- Location of Terekeka State in South Sudan
- Country: South Sudan
- Capital: Terekeka
- Number of Counties: 5

Population (2014 Estimate)
- • Total: 176,030

= Terekeka State =

State of South Sudan from 2015 to 2020

Terekeka State was a state in South Sudan that existed between 2 October 2015 and 22 February 2020. It was located in the Equatoria region and it bordered Amadi, Eastern Lakes, Imatong, Jonglei, and Jubek. It has an estimated population of 176,030 in 2014, and the capital and largest city of the state is Terekeka, South Sudan.

==History==
Before Terekeka State was formed, On 2 October 2015, President Salva Kiir issued a decree establishing 28 states in place of the 10 constitutionally established states. The decree established the new states largely along ethnic lines. A number of opposition parties and civil society groups challenged the constitutionality of the decree. Kiir later resolved to take it to parliament for approval as a constitutional amendment. In November the South Sudanese parliament empowered President Kiir to create new states.

Juma Ali Malou was appointed Governor on 24 December.

==Geography==
Terekeka is located in the Equatoria region of South Sudan, being part of Central Equatoria before the ten original states split up. The state borders the other states of Eastern Lakes to the northwest, Jonglei to the northeast, Imatong to the east, Jubek to the south, and Amadi to the west.

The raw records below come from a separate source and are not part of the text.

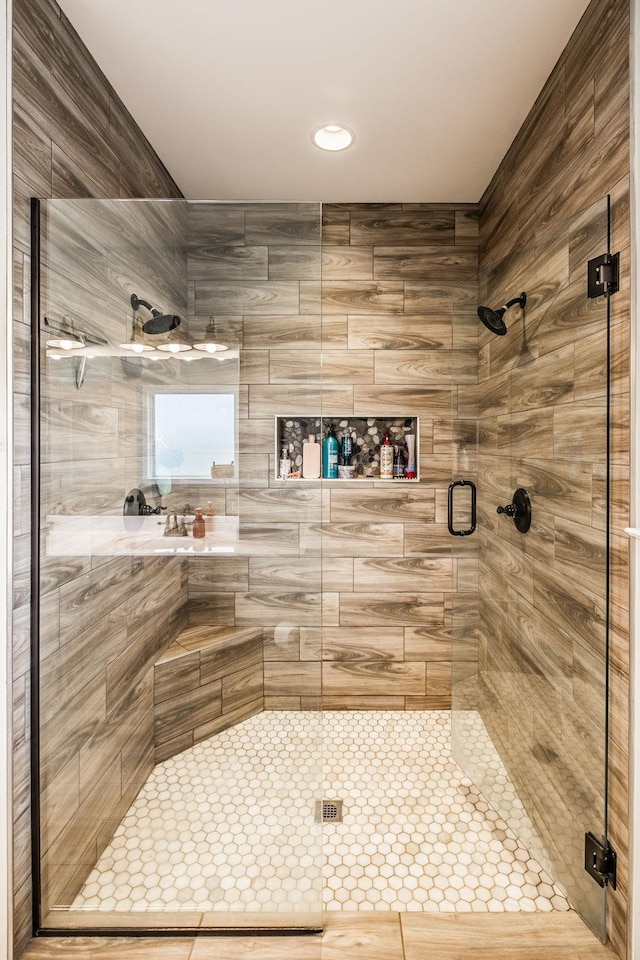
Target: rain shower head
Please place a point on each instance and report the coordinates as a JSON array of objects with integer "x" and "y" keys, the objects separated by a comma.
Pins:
[
  {"x": 160, "y": 322},
  {"x": 493, "y": 319}
]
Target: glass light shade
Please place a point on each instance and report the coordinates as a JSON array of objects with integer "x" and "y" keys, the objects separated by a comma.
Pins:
[
  {"x": 333, "y": 136},
  {"x": 209, "y": 346},
  {"x": 61, "y": 343},
  {"x": 135, "y": 346},
  {"x": 174, "y": 347}
]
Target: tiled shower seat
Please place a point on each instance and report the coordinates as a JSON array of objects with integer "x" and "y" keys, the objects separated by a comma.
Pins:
[{"x": 208, "y": 679}]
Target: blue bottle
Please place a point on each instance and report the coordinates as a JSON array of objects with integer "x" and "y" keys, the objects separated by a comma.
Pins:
[{"x": 330, "y": 455}]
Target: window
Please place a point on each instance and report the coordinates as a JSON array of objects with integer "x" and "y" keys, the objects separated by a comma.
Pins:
[{"x": 193, "y": 435}]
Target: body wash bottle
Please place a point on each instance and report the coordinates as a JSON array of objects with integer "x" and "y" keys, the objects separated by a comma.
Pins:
[
  {"x": 410, "y": 440},
  {"x": 386, "y": 458},
  {"x": 330, "y": 455},
  {"x": 311, "y": 459}
]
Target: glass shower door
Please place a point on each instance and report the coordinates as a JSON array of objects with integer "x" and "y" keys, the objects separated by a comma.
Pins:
[
  {"x": 530, "y": 703},
  {"x": 177, "y": 775}
]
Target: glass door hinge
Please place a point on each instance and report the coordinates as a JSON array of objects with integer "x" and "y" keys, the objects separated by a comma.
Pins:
[
  {"x": 600, "y": 860},
  {"x": 603, "y": 275}
]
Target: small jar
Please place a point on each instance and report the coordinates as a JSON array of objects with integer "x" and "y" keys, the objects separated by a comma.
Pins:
[{"x": 198, "y": 526}]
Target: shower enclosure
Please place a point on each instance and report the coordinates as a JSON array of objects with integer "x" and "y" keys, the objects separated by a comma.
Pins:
[{"x": 161, "y": 658}]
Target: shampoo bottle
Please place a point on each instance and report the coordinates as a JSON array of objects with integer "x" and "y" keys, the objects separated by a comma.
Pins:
[
  {"x": 198, "y": 525},
  {"x": 285, "y": 463},
  {"x": 386, "y": 458},
  {"x": 311, "y": 459},
  {"x": 410, "y": 473},
  {"x": 330, "y": 455}
]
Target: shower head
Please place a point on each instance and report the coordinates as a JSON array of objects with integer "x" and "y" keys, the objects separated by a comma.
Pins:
[
  {"x": 160, "y": 322},
  {"x": 493, "y": 319}
]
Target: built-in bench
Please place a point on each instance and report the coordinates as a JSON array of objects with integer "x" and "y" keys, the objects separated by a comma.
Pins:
[{"x": 208, "y": 679}]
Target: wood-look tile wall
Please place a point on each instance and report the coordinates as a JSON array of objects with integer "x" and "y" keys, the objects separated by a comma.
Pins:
[
  {"x": 73, "y": 137},
  {"x": 351, "y": 581},
  {"x": 542, "y": 426},
  {"x": 113, "y": 615}
]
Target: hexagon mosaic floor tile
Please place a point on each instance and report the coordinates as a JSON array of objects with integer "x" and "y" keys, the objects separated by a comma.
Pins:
[{"x": 229, "y": 825}]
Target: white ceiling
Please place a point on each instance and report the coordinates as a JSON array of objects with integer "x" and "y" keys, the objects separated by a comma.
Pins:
[{"x": 228, "y": 91}]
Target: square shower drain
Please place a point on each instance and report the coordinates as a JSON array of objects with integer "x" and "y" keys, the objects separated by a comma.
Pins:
[{"x": 328, "y": 811}]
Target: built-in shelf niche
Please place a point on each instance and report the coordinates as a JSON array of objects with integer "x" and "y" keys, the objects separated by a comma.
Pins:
[{"x": 367, "y": 434}]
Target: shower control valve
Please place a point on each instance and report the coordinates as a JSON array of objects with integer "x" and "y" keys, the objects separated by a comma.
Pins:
[{"x": 519, "y": 510}]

===Administrative divisions===
The state consists of 5 counties created during the split up of the original ten states. The five counties are Terekeka County, Jemeza County, Tali County, Tigor County, and Gwor County.

===Towns and cities===
The capital of the state of Terekeka is the city of Terekeka. The town is located on the western bank of the Nile River. The town lies approximately 53 miles north of Juba, the capital and largest city of the country. Other towns in Terekeka State include Boko and Jerbar.